One such recent bandwagon is game pricing, driven by the nature of many of the cheap – and free – games for iOS and Android. The trouble is, in general their price has corresponded to a low cost of development and a small amount of content, so it made sense.

As expected production values and so development costs spiral towards console games, it raises a challenge.

Especially as we now have a handheld market that considers £2.99 a high-priced game, with the expectation of a cost of 99c/69p if not free, with a substantial free play-time to draw the player in.

In the late 1980s and early 1990s we had a problem where a study showed that a high percentage of players’ screen hours were spent playing the free ‘cover-disc’ demos then the rage on a number of magazines.

TAKE COVERS

There were even whole games given away for free. This was associated with a drop in total spending on paid-for games. The trouble is that for any one game, there was an advantage in having the cover demo as it raised awareness of the game and many would buy it, but the overall affect on the industry was to eat into sales, as game players only have a finite amount of time to play games (yes – even teenagers), with many just playing the free cover demos.

We have a similar problem now. This is in effect a variant on the prisoner’s dilemma for the industry, where if everyone behaves selflessly then everyone benefits.

The trouble is the current fashion to give away a large section of the game for free has been set by successful games like Cut the Rope and Angry Birds – but as ever more games do it, the conversion rate of game downloads to sales overall will continue to drop, as people’s available gaming time is consumed by these free games.

In the 1990s this gradually got better as, sensibly, the amount of free content given away decreased.

PAYING THE PRICE

This all relates to the initial purchase price – ‘freemium’ solves this, I hear you say. For many types of games it does; it matters little if the purchase price is zero.

Freemium – i.e. games with no initial purchase price funded by selling content through microtransactions – appears to work well for certain kinds of games. Even linear story-based games can be bludgeoned to work in a similar way; by giving away the first section, then charging episodically thereafter.

It is a difficult thing, to appear to leave money on the table by not charging any cover price, but that is the trajectory we are currently on as an industry, and where it leads is problematic for all of us.

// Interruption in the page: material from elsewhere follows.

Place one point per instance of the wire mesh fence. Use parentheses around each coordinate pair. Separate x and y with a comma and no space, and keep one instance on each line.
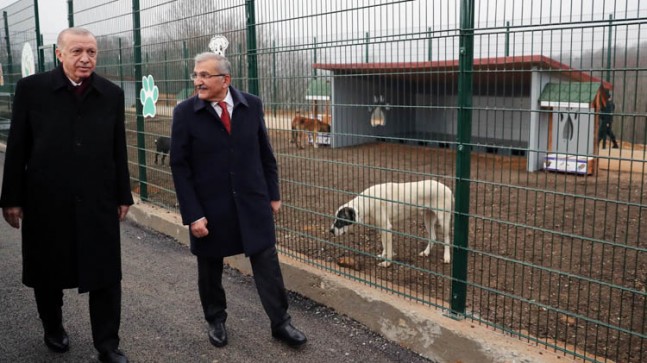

In other industries they have a concept of customer acquisition cost. This dry-sounding term is the total cost of ‘goodies’ in the form of incentives, free use, discounts, freebies and so on, that are given away to convert a casual inquiry into a regular customer. In the gambling business it is typically over $100 per customer. Excluding marketing, we are so far used to this cost being negligible, but in the freemium world it certainly is not.

Effectively it is as if the cover price for the game reduces beyond zero, and it will make the cost of launching a game in future excessive if we are not very careful indeed, stifling production of new games.

We need to pay attention to the Prisoner’s Dilemma – just maybe holding a cover price, even at 59p/99c and going no lower, will help us all in the long run?